Insider threat awareness is such a significant aspect of cybersecurity that the National Counterintelligence and Security Center in partnership with the National Insider Threat Task Force and other U.S. government agencies designated a month every year to the issue.
“One of the most significant insider threats facing organizations today is the challenge of properly managing employee exits and access revocation. Even weeks or months after departure, it is all too common for exiting employees to still have lingering access to company systems and data. From there, malicious insiders can then steal sensitive data or sabotage critical systems rather easily by exploiting these oversights. And, as organizations have become more reliant on cloud services and remote work, unfortunately this risk has only grown,” says Larry O’Connor, CEO and founder of Other World Computing.

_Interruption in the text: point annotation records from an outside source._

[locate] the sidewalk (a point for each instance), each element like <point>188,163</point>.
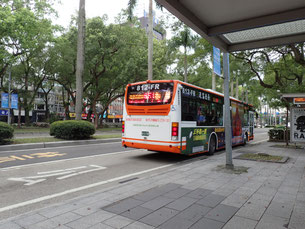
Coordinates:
<point>191,195</point>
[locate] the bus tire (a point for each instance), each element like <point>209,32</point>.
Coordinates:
<point>212,145</point>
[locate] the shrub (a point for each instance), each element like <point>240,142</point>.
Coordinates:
<point>72,129</point>
<point>6,131</point>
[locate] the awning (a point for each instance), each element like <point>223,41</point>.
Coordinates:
<point>242,24</point>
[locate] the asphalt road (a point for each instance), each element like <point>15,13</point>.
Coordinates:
<point>32,179</point>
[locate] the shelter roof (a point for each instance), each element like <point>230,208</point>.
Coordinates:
<point>242,24</point>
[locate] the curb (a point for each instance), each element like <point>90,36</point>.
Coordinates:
<point>43,145</point>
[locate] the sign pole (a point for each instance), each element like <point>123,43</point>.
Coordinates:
<point>9,97</point>
<point>227,111</point>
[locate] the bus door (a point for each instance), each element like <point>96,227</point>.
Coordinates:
<point>251,124</point>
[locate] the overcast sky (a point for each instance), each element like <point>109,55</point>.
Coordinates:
<point>95,8</point>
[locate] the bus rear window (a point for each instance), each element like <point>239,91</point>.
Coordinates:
<point>150,94</point>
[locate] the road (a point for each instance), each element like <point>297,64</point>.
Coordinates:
<point>32,179</point>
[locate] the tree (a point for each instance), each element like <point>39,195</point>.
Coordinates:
<point>80,61</point>
<point>18,22</point>
<point>183,38</point>
<point>278,70</point>
<point>115,58</point>
<point>24,46</point>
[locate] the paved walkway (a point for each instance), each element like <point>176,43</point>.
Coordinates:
<point>191,195</point>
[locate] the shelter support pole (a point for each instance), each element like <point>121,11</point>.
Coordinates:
<point>227,112</point>
<point>287,120</point>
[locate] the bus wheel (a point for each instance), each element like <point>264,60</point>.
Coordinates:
<point>212,145</point>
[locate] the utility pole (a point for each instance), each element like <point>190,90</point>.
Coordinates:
<point>150,41</point>
<point>227,111</point>
<point>9,97</point>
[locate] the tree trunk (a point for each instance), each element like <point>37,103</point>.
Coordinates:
<point>213,80</point>
<point>80,62</point>
<point>185,65</point>
<point>286,132</point>
<point>237,89</point>
<point>95,114</point>
<point>232,88</point>
<point>150,41</point>
<point>47,108</point>
<point>27,115</point>
<point>19,112</point>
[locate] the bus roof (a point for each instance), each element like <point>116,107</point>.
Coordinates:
<point>188,84</point>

“Luckily, today we have robust identity and access management controls to mitigate these insider risks. This includes automating the process of disabling accounts across all apps and services when an employee leaves the company. Leveraging technologies like two-factor authentication and certificate-based authentication can also help prevent unauthorized access — even if login credentials are compromised. Additionally, maintaining comprehensive, air-gapped backups of critical data is essential – this provides a secure fallback in case malicious insiders do manage to delete or encrypt production data.”
Noting the importance of organizations taking a hard look at their security practices around employee offboarding and data protection, he says, “It’s not a matter of if, but when, an insider threat incident will occur. Companies can significantly reduce the risk and impact of these threats by proactively implementing the right people, processes, and of course technologies. Bottom line — protecting against malicious insiders should be a top cybersecurity priority all year round.”